黒く光る分だけ闇魔法を取込んだようで、ブラックロウの中には魔力が過剰にあるのかもしれない。
試しにブラックロウから魔力を取り出そうとするが、上手くいかない。
魔力じゃないのか? ……じゃあ魔素か?
お、いけそう。魔素としてため込んである訳か。
魔素は魔力の元だ。高濃度の魔素なら魔力が大量に得られるかもしれない。
魔素を取り出そうと集中……ぐはっ、魔素のままじゃ駄目だ、滅茶苦茶拒否反応が出て、身体にダメージが……。

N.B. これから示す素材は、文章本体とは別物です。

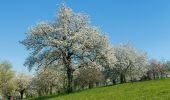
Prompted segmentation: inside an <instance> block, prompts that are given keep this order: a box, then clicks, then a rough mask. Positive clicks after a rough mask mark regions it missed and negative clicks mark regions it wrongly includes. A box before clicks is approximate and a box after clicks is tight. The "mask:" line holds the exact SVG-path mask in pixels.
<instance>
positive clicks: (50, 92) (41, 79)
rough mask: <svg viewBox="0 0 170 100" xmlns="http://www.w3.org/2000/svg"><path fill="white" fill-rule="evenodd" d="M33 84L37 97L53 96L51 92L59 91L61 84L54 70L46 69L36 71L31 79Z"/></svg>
mask: <svg viewBox="0 0 170 100" xmlns="http://www.w3.org/2000/svg"><path fill="white" fill-rule="evenodd" d="M33 84H34V86H35V88H36V90H37V92H38V94H39V96H42V95H48V94H53V91H54V90H55V89H59V86H60V84H62V83H61V79H60V74H59V73H58V72H57V71H56V70H55V69H53V68H48V67H47V68H42V69H40V70H38V71H37V73H36V75H35V76H34V78H33ZM56 87H58V88H56ZM55 91H56V90H55ZM55 93H56V92H55Z"/></svg>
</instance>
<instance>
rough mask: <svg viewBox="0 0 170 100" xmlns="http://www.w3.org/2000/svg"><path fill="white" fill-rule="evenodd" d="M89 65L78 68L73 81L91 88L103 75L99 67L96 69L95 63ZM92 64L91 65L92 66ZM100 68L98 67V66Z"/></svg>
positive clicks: (81, 84) (89, 87) (101, 77)
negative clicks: (78, 69) (78, 68)
mask: <svg viewBox="0 0 170 100" xmlns="http://www.w3.org/2000/svg"><path fill="white" fill-rule="evenodd" d="M90 65H91V66H88V67H84V68H80V69H79V70H78V72H77V74H76V80H75V83H76V84H78V85H79V86H81V87H82V88H84V87H87V86H88V87H89V88H92V87H93V86H94V85H97V84H98V83H100V82H102V81H103V75H102V73H101V71H100V69H97V68H96V67H95V66H96V64H90ZM92 65H93V66H92ZM99 68H100V67H99Z"/></svg>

そもそも徐々に魔素から魔力に変換しているんだからな、食べた物を消化器官を通さずにいきなりカロリーに変えるようなものか……その例えはちょっと違うかな。
まぁ、ともかく困難なのは間違いないようだ。
そもそも魔素から直接魔力を得られるなら、魔法を使い放題になるからな。